Death will no longer have a hold. The Lord Jesus experienced it first, and so will we. Consider the hope and the promise of realizing that Jesus now experiences that newness for which we long. The great preacher Matthew Henry stated that in His resurrection, Jesus “has given us an example and evidence of our resurrection from the dead.”
Now this final group of words says, “that in everything he might be preeminent.” Earlier I mentioned the apostle John, who wrote the NT book of Revelation. He also wrote a history of Jesus’ ministry. We call it the gospel of John. And to start that book, John uses some familiar language. The first three words are “In the beginning.”
He says, “In the beginning was the Word.” “The Word” was a term or a title used in reference to the divine nature of Jesus. Jesus was God come to earth. John goes on to say, “and the Word was with God, and the Word was God. He was in the beginning with God.

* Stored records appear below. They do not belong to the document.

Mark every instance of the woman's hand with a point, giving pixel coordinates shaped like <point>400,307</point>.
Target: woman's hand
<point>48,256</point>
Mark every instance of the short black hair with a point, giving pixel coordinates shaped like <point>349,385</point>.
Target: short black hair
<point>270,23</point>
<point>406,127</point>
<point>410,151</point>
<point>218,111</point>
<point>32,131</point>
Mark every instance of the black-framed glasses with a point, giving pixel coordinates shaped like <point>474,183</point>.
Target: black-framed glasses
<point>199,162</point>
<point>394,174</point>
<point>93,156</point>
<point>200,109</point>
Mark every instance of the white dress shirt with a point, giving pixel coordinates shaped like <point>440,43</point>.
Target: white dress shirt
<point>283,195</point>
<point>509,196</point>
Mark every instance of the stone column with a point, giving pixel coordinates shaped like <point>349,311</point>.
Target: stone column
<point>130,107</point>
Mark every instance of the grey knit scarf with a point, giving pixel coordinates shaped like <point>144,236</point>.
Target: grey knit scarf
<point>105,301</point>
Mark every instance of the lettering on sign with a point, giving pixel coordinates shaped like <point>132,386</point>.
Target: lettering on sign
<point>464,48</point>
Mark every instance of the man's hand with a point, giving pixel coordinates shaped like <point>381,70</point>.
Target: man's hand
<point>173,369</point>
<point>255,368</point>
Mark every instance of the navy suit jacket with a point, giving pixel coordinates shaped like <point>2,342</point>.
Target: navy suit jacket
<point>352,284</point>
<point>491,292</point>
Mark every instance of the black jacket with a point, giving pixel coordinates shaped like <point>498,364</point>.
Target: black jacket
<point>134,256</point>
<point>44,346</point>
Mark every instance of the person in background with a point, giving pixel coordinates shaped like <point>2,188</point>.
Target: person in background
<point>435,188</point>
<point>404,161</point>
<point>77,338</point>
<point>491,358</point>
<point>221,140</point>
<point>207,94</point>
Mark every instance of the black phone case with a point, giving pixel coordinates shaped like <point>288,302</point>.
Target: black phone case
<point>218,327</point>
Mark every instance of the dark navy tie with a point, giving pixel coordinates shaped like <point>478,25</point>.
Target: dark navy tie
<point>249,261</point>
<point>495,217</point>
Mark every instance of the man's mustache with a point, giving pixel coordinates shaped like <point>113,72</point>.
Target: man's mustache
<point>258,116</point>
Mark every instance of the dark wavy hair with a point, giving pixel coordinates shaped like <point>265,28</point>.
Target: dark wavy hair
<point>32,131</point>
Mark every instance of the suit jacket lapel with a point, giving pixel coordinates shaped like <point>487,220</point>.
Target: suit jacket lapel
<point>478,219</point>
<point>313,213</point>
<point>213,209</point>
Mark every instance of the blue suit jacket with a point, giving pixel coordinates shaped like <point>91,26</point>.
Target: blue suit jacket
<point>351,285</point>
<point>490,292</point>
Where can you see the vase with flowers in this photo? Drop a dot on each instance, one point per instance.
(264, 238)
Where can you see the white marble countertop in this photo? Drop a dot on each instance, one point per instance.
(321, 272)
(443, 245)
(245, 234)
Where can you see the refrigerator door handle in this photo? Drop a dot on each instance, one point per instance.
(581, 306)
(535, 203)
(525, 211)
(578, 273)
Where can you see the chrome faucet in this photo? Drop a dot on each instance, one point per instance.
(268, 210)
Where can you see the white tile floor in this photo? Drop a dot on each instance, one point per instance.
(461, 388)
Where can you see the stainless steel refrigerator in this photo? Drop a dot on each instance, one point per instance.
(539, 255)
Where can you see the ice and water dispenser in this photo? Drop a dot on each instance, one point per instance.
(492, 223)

We understand from all of Scripture that God is triune in His nature, three distinct persons and yet not three gods. One God: the Father, the Son, and the Holy Spirit. Three in one. God the Son was there with the Father and the Spirit at creation. This why John goes on to say about Jesus that, “ All things were made through him, and without him was not any thing made that was made.” God the Son, being one person of the triune God, was present and involved in the creation of these heavens and this earth that we read about in Genesis and that John refers to at the start of his gospel.
And being the creator, God the Son is also the ruler over the creation as a member of the Godhead. Earlier in the worship service, when we proclaimed what we believe, we read, “by him all things were created, in heaven and on earth, visible and invisible.”
Jesus ruled over this present creation, and when rose from the dead to immortality, when He began and experienced the new creation, He was installed as the ruler of it as well.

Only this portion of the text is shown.